Ce matin, je passe la voir parce-que je me dis que, quand même, une nouvelle année a commencé. Et, il y a plus d’un mois, je lui avais demandé de me refaire des masques en tissu anti-Covid. Elle m’avait alors répondu que certains clients le lui avaient demandé, pour, finalement, ne jamais revenir les acheter. Je lui avais passé commande et lui avais  alors assuré :

« Moi, je reviendrai ».

 

Je reviens donc aussi pour ça. C’est le minimum des corrections. Elle m’apprend qu’elle n’en fait plus. Elle s’est renseignée : elle n’a plus le droit d’en vendre car les masques qu’elle fait ne sont pas homologués. Pourtant, elle a pris un de ces masques homologués, l’a ouvert. Ils sont faits de la même manière que les siens. Elle ajoute que certaines entreprises ont beaucoup de stocks de masques en tissus à écouler. Qu’elle pourrait en vendre. Cela lui a peut-être même été proposé.

 

Je lui demande « Pourquoi vous n’en vendez pas ? ».

 

Elle me répond :

 

« Pour vendre des masques cinq euros alors que je vendais les miens, deux euros ? Déjà que je ne prenais pas d’argent sur la vente de ces masques. Je prenais juste sur mon temps personnel. Mais, là, je ferais ça pour gagner un euro ? ».

 

Il existe donc, encore, des commerçantes et des commerçants comme cette personne. Mais la suite de notre discussion se fait plus personnelle lorsque je lui demande :

 

« Alors, quels sont vos projets pour cette année ? »

 

Elle me répond : «  Prendre soin de moi ».

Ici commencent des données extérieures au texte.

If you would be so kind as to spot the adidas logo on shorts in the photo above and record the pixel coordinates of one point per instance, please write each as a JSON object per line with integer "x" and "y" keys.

Je lui réponds : « C’est un beau projet ». Elle m’en dit plus alors que je l’interroge. Elle se raconte. Je comprends complètement son expérience. Et l’encourage. Je lui parle aussi un peu de moi, de ma fille qu’elle « connaît ». Tout ce qu’elle me dit m’encourage aussi et concorde avec mes projets de vie. Nous nous apercevons que, malgré une quarantaine   d’années d’écart, certaines de nos expériences de vie se ressemblent. Elle a été une grande prématurée à la naissance. Ma fille a été une grande prématurée à la naissance.

 

Je découvre qu’elle écrit, qu’elle peint, qu’elle a fait du théâtre. 

 

Notre conversation aura duré dix minutes. Peut-être quinze. C’est le genre de discussion qui peut devenir le moteur de toute une journée. Alors que nous passons tant de temps, tous les jours, à nous défoncer pour des actions et des résultats qui ne nous apportent même pas le quart de ce que cette discussion m’a donné ou redonné. Et c’est comme ça, tous les ans. Presque tous les jours. 

 

Donner du temps psychique

 

 

Tout à l’heure, je vais revoir un ancien collègue, éducateur spécialisé. Son pot de départ à la retraite devait avoir lieu hier dans ce service où nous nous sommes rencontrés il y a plus de dix ans. Mais il a été annulé pour cause de pandémie du Covid. C’est lui qui, assez embarrassé de me reprendre, m’avait dit, un jour, alors que je faisais passer le temps en regardant mon téléphone portable :

 

« Notre travail, c’est de donner du temps psychique ».

 

 Après avoir publié cet article, je vais passer le voir chez lui. Comme nous en avons convenu, lui et moi.  Je prendrai le train. Une autre façon de bien prendre mon temps en main.

 

 

Franck Unimon, ce vendredi 7 janvier 2022.